Doing this does require you to design your schema correctly, though. Document databases are far from schemaless (a term MongoDB has not used for many years). In truth, it makes schema design even more important than in an RDBMS.
The second reason I would choose to use MongoDB is that high-availability is at the heart of the database. MongoDB is designed so that a server can be taken offline instantly, at any time and there is no loss of service or data. This is absolutely fundamental to how all of MongoDB is designed. It doesn't rely on specialist hardware, third-party software, or add-ons. It allows for replacement of servers, operating systems, and even database versions invisibly to the end user, and even mostly to the developer. This goes equally for Atlas, where MongoDB can provide a multi-cloud database service at any scale that is resilient to the loss of an entire cloud provider, whether it’s Azure, Google, or Amazon. This level of uptime is unprecedented.
So, if I plan to develop a large, multi-user application I just want to know the database will always be there, zero downtime, zero data loss, end of story.
The third reason I would choose MongoDB is possibly the most surprising. Not all document databases are the same, and allow you to realise all the benefits of a document versus relational model, some are simply JSON stores or Key/Value stores where the value is some form of document.

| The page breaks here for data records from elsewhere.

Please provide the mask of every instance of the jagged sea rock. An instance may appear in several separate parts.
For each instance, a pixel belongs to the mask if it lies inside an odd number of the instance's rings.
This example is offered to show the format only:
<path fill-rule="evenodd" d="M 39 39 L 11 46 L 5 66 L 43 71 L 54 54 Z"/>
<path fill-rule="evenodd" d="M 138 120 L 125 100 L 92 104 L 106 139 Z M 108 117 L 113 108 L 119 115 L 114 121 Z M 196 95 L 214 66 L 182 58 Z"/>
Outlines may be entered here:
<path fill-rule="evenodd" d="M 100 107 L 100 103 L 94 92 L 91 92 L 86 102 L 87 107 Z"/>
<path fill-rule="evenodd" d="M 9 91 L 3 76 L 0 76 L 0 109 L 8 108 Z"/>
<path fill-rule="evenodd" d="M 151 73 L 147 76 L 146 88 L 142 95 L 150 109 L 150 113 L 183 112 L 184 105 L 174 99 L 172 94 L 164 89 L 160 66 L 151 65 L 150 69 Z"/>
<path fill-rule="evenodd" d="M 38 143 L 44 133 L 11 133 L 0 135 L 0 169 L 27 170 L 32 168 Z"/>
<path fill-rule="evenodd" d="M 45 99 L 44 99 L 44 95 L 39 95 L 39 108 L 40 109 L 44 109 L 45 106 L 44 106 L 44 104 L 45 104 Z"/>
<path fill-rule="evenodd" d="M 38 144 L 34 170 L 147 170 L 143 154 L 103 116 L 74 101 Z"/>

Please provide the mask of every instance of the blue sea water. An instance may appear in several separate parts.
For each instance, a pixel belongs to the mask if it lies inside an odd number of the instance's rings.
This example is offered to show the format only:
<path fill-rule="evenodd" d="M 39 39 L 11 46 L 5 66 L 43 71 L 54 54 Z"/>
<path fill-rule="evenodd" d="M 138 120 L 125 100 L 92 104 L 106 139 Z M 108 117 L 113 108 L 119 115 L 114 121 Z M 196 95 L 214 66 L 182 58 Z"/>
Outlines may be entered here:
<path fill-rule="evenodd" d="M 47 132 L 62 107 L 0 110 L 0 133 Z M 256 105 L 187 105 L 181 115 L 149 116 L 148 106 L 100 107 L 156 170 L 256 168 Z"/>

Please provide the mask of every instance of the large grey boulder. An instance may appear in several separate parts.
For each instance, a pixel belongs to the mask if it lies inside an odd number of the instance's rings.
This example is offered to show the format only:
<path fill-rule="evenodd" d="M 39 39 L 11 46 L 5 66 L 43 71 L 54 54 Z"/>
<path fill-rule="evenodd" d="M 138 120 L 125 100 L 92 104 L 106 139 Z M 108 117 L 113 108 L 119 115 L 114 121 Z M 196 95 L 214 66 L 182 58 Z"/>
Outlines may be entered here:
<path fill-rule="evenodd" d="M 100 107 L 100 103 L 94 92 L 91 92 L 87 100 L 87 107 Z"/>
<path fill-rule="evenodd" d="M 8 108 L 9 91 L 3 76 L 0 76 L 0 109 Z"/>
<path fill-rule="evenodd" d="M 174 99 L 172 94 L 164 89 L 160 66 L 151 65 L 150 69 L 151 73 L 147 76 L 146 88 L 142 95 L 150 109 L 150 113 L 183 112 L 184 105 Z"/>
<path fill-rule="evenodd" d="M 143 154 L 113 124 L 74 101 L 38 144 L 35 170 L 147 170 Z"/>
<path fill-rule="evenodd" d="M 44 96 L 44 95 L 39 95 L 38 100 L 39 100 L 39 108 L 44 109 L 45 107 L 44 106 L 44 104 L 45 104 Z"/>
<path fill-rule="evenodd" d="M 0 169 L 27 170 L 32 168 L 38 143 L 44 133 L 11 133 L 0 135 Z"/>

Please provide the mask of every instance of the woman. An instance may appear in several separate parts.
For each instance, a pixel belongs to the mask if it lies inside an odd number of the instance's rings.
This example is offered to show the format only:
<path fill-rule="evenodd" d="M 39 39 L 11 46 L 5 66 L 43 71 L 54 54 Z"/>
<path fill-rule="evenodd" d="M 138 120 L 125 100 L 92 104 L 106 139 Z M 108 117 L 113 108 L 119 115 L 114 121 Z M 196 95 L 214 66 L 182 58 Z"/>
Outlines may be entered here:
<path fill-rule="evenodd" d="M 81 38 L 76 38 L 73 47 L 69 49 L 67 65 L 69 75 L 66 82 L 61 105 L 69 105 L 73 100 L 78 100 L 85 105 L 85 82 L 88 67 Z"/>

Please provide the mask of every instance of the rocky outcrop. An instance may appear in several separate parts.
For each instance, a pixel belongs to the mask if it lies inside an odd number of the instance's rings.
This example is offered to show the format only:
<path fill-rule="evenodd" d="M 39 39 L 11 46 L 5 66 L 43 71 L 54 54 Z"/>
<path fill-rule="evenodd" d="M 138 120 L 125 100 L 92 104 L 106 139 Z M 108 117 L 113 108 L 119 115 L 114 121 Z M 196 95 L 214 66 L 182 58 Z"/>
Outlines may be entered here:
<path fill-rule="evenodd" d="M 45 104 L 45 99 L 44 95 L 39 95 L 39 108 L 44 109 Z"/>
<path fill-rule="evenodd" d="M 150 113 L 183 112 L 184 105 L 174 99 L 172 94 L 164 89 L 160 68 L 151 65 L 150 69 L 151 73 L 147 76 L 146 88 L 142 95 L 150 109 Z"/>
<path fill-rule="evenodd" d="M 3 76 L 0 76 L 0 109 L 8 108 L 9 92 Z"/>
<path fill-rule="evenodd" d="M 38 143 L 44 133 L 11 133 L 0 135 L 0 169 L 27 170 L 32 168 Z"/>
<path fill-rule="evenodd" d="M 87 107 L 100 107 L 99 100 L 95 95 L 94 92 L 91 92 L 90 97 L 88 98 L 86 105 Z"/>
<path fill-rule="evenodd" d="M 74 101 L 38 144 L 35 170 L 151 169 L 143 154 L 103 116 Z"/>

MongoDB has the powerful, specialised update operators capable of doing more than simply replacing a document or a value in the database. With MongoDB, you can, as part of a single atomic operation, verify the state of values in the document, compute the new value for any field based on it and any other fields, sort and truncate arrays when adding to them and, should you require it automatically, create a new document rather than modify an existing one.
It is this "smart" update capability that makes MongoDB capable of being a principal, "transactional" database in large, multi-user systems versus a simple store of document shaped data.
These three features, at the heart of an end-to-end data platform, are what genuinely make MongoDB my personal first choice when I want to build a system to support many users with a snappy user experience, 24 hours a day, 365 days a year.